しまった! 左霧は足を止めた。そのあとに雪子も不思議な様子で左霧の横に止まった。
「先生?」
「雪子さん……申し訳ないけどもう少し恐いことになるかもしれない」
「え、ど、どういうことですか?」
「こぉ〜いうことだよ〜!」
「ひっ!?」
雪子の後ろから覗き込んだのは、あの悪魔だった。そんな馬鹿な! 先ほどあの不思議な力でやられたはずではなかったのか? 再び雪子の頭は混乱状態に陥り、絶望の色に塗り固められた。
「……低級悪魔と言えど、流石に上手くはいかない、か……」
かばうように左霧は雪子の前に足を出す。その言葉に悪魔は不快そうにしながらも、あの凶悪の大鎌を下げたまま、こちらの様子をうかがっているようだった。
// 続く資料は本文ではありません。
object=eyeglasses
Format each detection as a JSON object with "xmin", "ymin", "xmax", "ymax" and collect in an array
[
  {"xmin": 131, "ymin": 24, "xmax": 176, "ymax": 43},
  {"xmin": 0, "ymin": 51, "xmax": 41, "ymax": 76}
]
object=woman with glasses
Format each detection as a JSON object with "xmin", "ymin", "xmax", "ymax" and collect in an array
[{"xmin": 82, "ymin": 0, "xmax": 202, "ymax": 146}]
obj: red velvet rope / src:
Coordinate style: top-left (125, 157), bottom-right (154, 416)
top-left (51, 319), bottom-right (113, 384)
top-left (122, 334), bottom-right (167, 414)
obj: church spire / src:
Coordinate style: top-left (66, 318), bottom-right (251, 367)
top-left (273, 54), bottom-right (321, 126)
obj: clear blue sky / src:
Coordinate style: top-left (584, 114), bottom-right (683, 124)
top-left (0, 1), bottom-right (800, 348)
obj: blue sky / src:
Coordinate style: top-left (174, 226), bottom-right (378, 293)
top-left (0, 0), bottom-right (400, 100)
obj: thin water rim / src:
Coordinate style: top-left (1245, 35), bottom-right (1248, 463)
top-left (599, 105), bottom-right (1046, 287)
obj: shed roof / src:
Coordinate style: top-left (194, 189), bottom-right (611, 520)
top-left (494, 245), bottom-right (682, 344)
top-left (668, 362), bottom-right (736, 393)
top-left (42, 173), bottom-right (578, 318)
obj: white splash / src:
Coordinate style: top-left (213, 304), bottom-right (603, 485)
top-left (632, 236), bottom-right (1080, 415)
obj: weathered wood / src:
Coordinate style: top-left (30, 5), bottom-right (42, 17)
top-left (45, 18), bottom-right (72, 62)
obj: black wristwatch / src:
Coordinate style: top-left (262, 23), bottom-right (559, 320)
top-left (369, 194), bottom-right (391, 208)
「ん〜……そっちの小娘はいいとして。お前、お前だよ。ムカつくな〜俺様は低級悪魔なんかじゃねぇ」
「……悪魔は人型になるにつれ上級悪魔へと成長していくと聞いているが?」
すると悪魔は途端に煙を上げ出した。雪子を庇い呪文を唱えようとしたが、次の瞬間、一人の男が姿を現したのだ。その男は顎を上げながら左霧の方を睨みつけた。これで満足か? そんな具合に悪魔は人間に変身したのだ。
「……この姿は嫌いなんだよ。なぜ、俺たちは成長するにつれて劣等種の姿になるのか……。だがこれでわかっただろう? 抵抗しても無駄だということがな」
燃えるような赤髪に二本の大きな角がある。こちらがおそらく本当の姿なのだろう。腕を組み、先ほどのとは態度が違うような気がした。下卑な笑みも、闘気も見せない。だがなぜだろう、その姿には容赦しないとばかりに危険な空気が漂っているのは。
「例え、そうだとしても彼女に指一本触れさせるわけにはいかない」
あくまでも事務的にそう左霧は答えた。上級悪魔――――その力は数千の低級悪魔たちが束になっても勝つことは出来ない。悪魔界を統括する幹部候補なのだとか。以前どこかで聞いたことがあった。